On imagine que c’est un challenge de faire sonner vos instruments comme des machines. Quelles sont les principales contraintes techniques ? Comment préparez-vous vos instruments ?
S.D : C’est l’ensemble de notre travail. On cherche beaucoup.
F.R : C’est comme quelqu’un qui vient d’acheter un synthétiseur, ou un modulaire, et qui essaie tout sans savoir ce que ça va faire. Nous c’est le même concept avec des objets de la vie. On prend quelque chose, on le met sur les cordes, on voit ce que ça donne. Ça fait longtemps qu’on le fait, donc on commence à connaître certains sons. D’habitude ce sont des choses assez simple, qu’on peut acheter au BHV.
S.D : Oui, le BHV, c’est notre luthier de référence.
F.R : La difficulté technique, c’est surtout le rythme, le tempo. Là, on a des choses à apprendre des machines. Il faut être solide mais en même temps imparfaits.
S.D : C’est là où est le challenge. Trouver un son, c’est aussi intégrer un nouveau geste avec une rigueur technique qui n’est parfois pas évidente. On se retrouve à inverser des rapports de pression. Les sensations sont différentes. Et il faut intégrer ça dans le groove avec l’exigence technique et musicale qu’on a.
« Quand tu dis à un programmateur de festival électro que tu vas venir jouer avec une batterie, deux contrebasses, un piano et une guitare, il te regarde avec de drôles d’yeux. »
Vous composez beaucoup ensemble ?
S.D : Chacun cherche des sons dans son coin, mais il y a toujours une phase où on se retrouve à jouer longuement. Comme une jam session : on teste tous les sons et on voit comment ça s’arrange. On est en général d’accord sur ce qui marche bien.
F.R : Si ça ne marche pas, on se le dit. On peut aussi faire des compositions chez soi, à l’ordinateur ou sur une boîte à rythme.

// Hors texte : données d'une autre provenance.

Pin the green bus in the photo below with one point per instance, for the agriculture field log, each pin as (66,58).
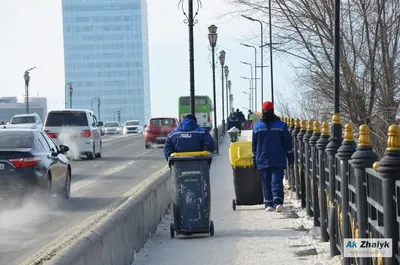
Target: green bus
(203,107)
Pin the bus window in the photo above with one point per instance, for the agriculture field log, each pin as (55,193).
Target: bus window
(185,101)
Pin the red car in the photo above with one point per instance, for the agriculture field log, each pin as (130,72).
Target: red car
(157,130)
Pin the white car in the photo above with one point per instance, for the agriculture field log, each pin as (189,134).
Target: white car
(112,127)
(132,126)
(25,121)
(76,128)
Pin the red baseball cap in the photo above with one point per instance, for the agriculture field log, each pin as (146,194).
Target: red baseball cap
(268,105)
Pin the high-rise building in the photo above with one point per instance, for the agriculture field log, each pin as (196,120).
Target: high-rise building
(106,55)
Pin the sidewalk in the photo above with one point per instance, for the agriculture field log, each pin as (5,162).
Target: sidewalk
(247,236)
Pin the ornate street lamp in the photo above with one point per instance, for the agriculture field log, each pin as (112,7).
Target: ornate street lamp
(226,76)
(222,62)
(191,21)
(212,37)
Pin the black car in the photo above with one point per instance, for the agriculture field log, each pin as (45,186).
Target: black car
(31,161)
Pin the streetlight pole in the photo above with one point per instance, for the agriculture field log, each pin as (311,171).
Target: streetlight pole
(191,21)
(98,107)
(226,87)
(250,88)
(27,78)
(255,71)
(91,103)
(262,55)
(270,50)
(249,99)
(230,95)
(212,37)
(222,62)
(252,85)
(71,90)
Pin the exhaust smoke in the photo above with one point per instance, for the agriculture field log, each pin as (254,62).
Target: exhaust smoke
(68,137)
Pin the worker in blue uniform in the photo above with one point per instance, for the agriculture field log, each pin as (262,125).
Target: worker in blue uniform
(272,145)
(188,137)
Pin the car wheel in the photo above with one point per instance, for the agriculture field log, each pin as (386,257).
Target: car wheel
(98,155)
(47,185)
(66,191)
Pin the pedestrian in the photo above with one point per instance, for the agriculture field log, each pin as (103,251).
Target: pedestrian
(233,121)
(272,145)
(188,137)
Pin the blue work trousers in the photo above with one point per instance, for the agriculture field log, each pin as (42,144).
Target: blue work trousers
(272,181)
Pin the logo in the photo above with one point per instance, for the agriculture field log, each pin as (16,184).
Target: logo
(368,247)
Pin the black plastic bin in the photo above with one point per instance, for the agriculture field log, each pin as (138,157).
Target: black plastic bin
(191,193)
(248,187)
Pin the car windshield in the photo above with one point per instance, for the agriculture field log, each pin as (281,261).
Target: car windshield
(13,139)
(23,119)
(111,124)
(72,118)
(162,122)
(130,123)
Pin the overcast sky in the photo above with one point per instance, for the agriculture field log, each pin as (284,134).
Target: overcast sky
(31,35)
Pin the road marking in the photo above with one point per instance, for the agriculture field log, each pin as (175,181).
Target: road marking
(80,184)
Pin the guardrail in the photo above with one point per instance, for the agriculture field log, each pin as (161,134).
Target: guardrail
(346,191)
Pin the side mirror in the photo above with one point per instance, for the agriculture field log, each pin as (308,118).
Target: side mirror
(64,149)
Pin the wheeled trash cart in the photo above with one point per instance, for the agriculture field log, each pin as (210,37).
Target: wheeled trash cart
(246,179)
(191,193)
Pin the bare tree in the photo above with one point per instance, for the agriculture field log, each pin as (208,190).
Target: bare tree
(370,60)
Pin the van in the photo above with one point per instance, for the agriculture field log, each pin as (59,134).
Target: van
(76,128)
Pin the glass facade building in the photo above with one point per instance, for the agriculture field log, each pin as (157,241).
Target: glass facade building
(106,55)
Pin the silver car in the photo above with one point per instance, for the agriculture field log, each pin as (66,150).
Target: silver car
(112,127)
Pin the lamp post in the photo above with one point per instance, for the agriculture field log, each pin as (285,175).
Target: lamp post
(249,98)
(251,75)
(71,90)
(91,103)
(191,21)
(262,55)
(98,107)
(212,37)
(229,93)
(27,78)
(222,62)
(226,77)
(255,72)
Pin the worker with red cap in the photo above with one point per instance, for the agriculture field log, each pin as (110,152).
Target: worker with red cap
(272,145)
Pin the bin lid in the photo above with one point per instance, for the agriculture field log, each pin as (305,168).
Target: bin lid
(201,155)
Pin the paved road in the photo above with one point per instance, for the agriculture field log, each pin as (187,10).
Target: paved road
(97,186)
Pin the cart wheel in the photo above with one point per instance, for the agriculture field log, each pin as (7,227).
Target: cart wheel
(172,230)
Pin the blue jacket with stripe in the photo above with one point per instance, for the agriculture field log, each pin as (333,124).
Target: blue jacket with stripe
(188,137)
(272,144)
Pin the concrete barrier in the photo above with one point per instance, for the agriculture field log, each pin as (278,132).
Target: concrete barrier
(115,239)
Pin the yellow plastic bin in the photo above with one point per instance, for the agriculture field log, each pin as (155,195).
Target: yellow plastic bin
(246,179)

C’est intéressant d’arriver avec et d’essayer de les refaire ensemble avec nos instruments.
Vous prenez un virage un peu plus techno, vous souhaitiez qu’on identifie plus Cabaret Contemporain comme un groupe qui s’écoute en club, dansant ?
S.D : Oui ! Ce truc de danse, on l’a toujours eu. En même temps sur nos autres projets, on s’intéresse à des gens qui n’ont rien à voir avec la danse, le club, etc. C’est quelque chose qu’on a toujours fait sans mettre de projecteur dessus.
F.R : On a un peu subi le fait de n’être associé qu’à nos hommages, des choses “jazz”, alors que notre direction artistique a toujours été techno.
S.D : Nous on est prêts, on sait que ça marche. Après, quand tu dis à un programmateur de festival électro qui est habitué à faire des sets ou des lives avec des synthés que tu vas venir jouer avec une batterie, deux contrebasses, un piano et une guitare, il te regarde avec de drôles d’yeux. Il y a quelque chose à mettre en place. Mais nos envies sont d’aller vers ces milieux-là, où il y a un rapport au public qui nous attire.
Arnaud Rebotini a remixé le titre ”Une des deux”. C’est la première fois qu’un producteur techno remixe l’un de vos morceaux. Comment s’est passée cette collaboration ? Que pensez-vous du résultat ?
S.D : La rencontre avec Arnaud a été assez simple. On a tourné ensemble pendant la saison qui vient de se finir. On connaissait tous sa musique. Il est venu nous voir et a bien aimé la nôtre. On s’est bien entendu avec lui et inversement donc comme on cherchait à faire un remix, on a pensé à lui. Tout est tombé en même temps.
F.R : Ça reste notre musique, mais avec sa patte techno efficace.